Harrassment Experts Say Overwatch Director's Toxicity Talk Was Ineffective

Overwatch's game director Jeff Kaplan recently released a developer update where he discussed the game's efforts to combat toxic behavior, but according to those who study online harassment issues, his message wasn't very effective.

Blizzard's hit team-based game, like many other popular gaming titles that build up large communities, has had a bit of a behavioral problem. Through sexual harassment altercations, griefing teammates, and other issues, Kaplan and the Overwatch team have been taking measures to fight off the toxic behavior.
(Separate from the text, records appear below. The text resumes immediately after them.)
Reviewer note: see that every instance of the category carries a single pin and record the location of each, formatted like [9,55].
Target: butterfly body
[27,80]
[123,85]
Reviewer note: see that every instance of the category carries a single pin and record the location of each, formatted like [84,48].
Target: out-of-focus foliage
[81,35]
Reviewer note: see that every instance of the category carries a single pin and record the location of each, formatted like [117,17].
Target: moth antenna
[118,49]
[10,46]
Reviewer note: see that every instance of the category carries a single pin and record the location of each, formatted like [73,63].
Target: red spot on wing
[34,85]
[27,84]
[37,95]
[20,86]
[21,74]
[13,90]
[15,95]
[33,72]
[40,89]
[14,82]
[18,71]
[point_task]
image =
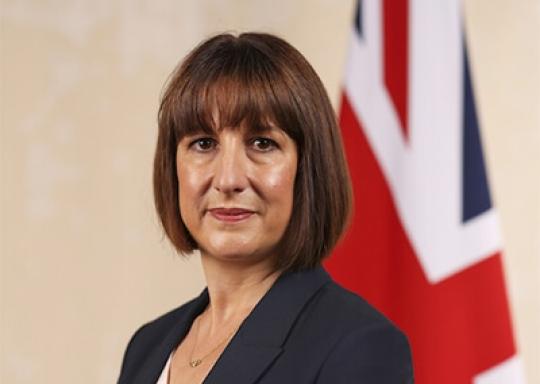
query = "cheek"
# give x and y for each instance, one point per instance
(188, 187)
(280, 184)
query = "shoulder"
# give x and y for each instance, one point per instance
(149, 335)
(363, 342)
(350, 310)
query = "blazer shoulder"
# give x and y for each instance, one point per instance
(147, 336)
(349, 308)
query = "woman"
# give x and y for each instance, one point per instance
(249, 170)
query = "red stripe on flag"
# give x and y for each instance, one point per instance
(396, 61)
(457, 328)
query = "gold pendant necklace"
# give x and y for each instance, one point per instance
(193, 363)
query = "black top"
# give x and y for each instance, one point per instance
(306, 329)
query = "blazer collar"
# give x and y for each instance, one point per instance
(259, 339)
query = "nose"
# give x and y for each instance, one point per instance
(230, 167)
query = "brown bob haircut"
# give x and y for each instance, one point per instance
(257, 79)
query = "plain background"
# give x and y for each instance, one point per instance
(83, 261)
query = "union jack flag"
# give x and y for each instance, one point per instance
(424, 246)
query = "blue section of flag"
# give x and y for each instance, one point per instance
(358, 18)
(476, 196)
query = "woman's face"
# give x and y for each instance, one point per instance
(236, 191)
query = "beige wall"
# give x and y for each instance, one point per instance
(83, 262)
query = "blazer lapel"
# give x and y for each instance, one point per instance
(260, 339)
(157, 358)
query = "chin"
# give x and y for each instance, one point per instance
(235, 253)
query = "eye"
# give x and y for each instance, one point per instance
(264, 144)
(203, 144)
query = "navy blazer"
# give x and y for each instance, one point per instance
(306, 329)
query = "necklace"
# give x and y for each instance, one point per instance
(193, 363)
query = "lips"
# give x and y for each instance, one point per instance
(230, 215)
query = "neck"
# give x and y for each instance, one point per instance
(235, 289)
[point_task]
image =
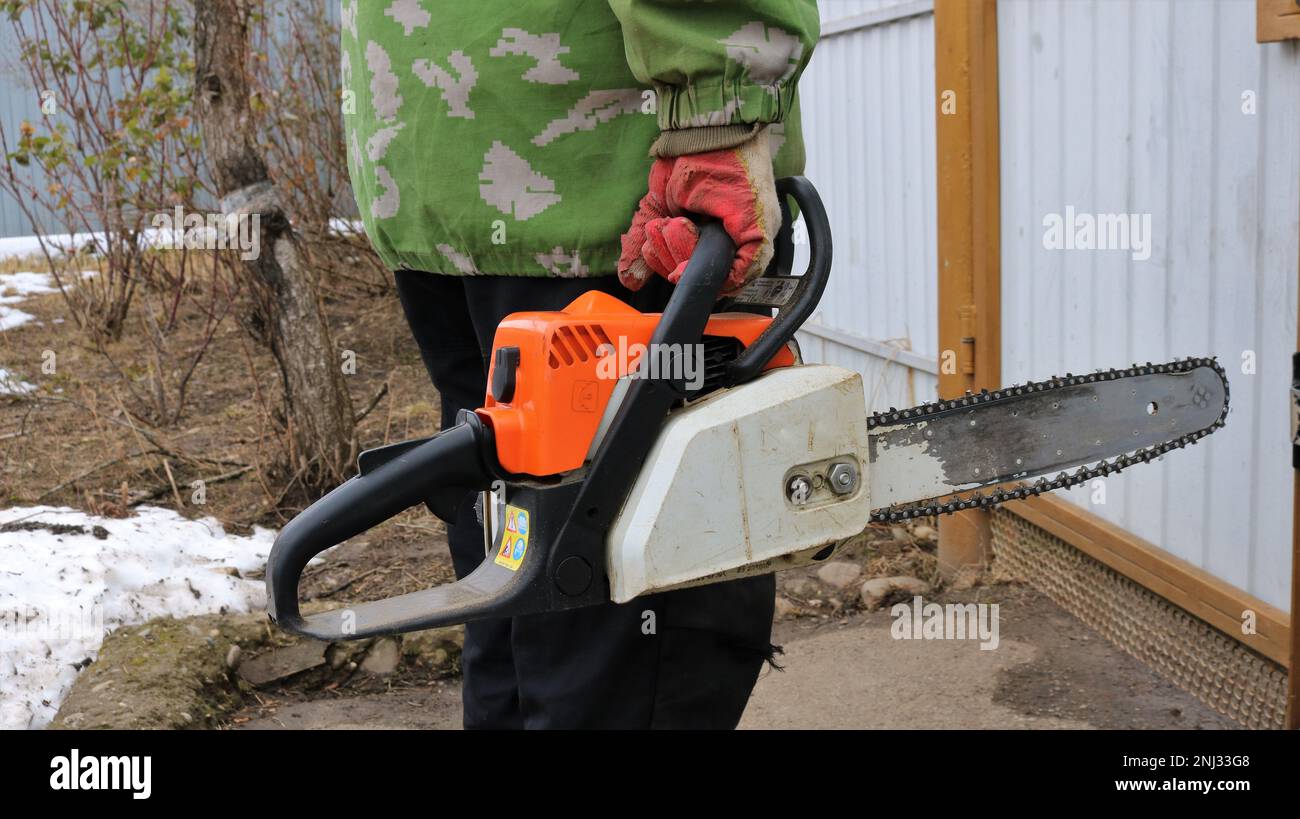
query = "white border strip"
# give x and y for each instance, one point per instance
(872, 347)
(880, 17)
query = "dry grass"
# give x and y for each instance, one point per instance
(76, 441)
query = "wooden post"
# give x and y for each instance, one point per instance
(1292, 719)
(969, 208)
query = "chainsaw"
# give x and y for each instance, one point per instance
(710, 451)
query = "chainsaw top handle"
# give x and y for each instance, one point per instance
(562, 563)
(793, 297)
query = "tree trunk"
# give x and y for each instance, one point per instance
(290, 316)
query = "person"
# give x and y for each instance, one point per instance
(510, 156)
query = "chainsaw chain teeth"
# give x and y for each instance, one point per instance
(982, 501)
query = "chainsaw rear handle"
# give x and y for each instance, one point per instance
(558, 570)
(793, 308)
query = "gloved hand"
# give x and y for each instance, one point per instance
(722, 172)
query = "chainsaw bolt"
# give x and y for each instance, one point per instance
(844, 479)
(798, 490)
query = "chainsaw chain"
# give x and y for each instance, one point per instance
(983, 501)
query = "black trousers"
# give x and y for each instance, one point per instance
(677, 659)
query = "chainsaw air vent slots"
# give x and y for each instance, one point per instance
(609, 485)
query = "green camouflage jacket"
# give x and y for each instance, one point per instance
(511, 137)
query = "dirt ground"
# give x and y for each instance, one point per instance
(841, 668)
(1048, 672)
(81, 442)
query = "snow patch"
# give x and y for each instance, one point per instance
(61, 590)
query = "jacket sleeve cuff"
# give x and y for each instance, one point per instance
(703, 139)
(722, 103)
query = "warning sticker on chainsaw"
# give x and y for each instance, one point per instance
(514, 538)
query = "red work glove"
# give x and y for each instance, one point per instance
(731, 183)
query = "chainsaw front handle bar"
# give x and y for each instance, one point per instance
(563, 563)
(794, 297)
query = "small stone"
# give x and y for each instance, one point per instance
(282, 662)
(839, 573)
(967, 577)
(924, 533)
(382, 658)
(880, 590)
(801, 586)
(785, 607)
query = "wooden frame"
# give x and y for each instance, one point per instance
(969, 211)
(969, 274)
(1277, 20)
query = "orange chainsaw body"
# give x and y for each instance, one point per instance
(564, 372)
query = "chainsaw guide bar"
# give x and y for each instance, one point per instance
(1058, 424)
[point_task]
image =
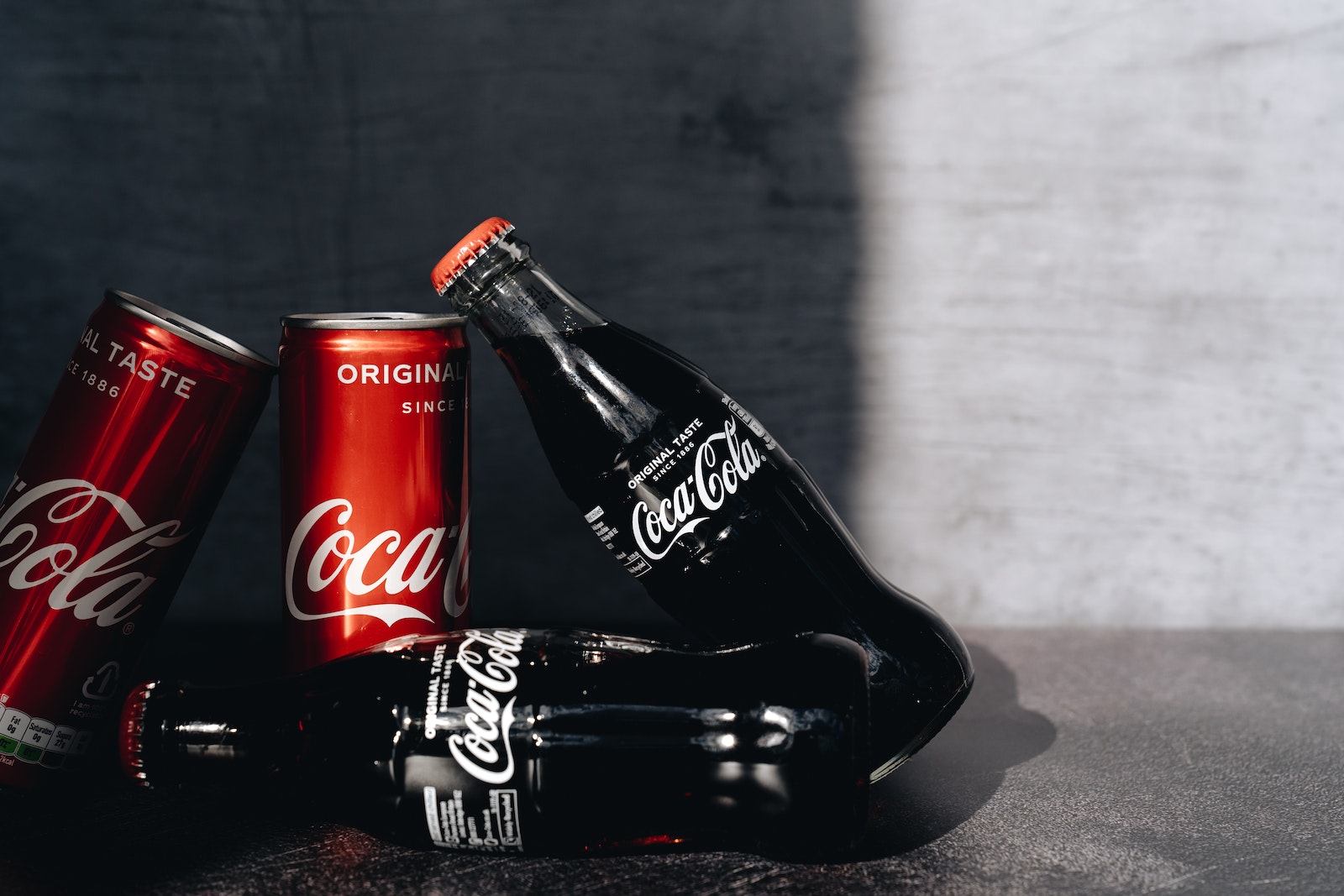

Kaplan even called players out during his video and said that efforts to prevent their behavior was actually slowing down the game's development, forcing them to reallocate efforts towards reporting features and punishments. While many within the Overwatch community applauded Kaplan for pushing back against the toxic behavior in an attempt to clean up the game, others didn't see the dev diary as an effective measure.

Randi Lee Harper, the founder of the Online Abuse Prevention Initiative, told Mic that some of Kaplan's statements didn't amount to much, specifically when the director referred to "bad people" and "good people" in his discussions. Harper said that it'd be much more effective to define what the bad behavior was and getting rid of that would be a much better route than targeting "bad people" when most players likely aren't going to see themselves as such.

"That's a lesson a lot of us learned three or four years ago when we started working on this stuff," Harper continued. "It kind of feels like Blizzard is playing catch-up with a lot of things the rest of us already know."

Another professional in the field of online harassment, Ph.D. student online communities researcher Kat Lo, told Mic that the tools to report players shouldn't have been an unexpected addition, but rather they should've been in place since the game's release.

"It should have been obvious to Blizzard that they should have put way more resources towards this," Lo told Mic. "I think it sets a really bad tone for their community that this is happening after the fact and that it wasn't a core value as they started. I can appreciate that companies have limited resources and that they're going to focus on the things that they know improve the gameplay experience, mechanics-wise, but I think that's an outdated way of viewing games."

Kaplan isn't the first gaming professional to take on in-game toxicity, but his active status within the Overwatch community certainly allows for him to make more impactful stands against negative behavior. But for now, the director encourages the game's players to work on improving their behavior so that they can do their job to continue improving the game.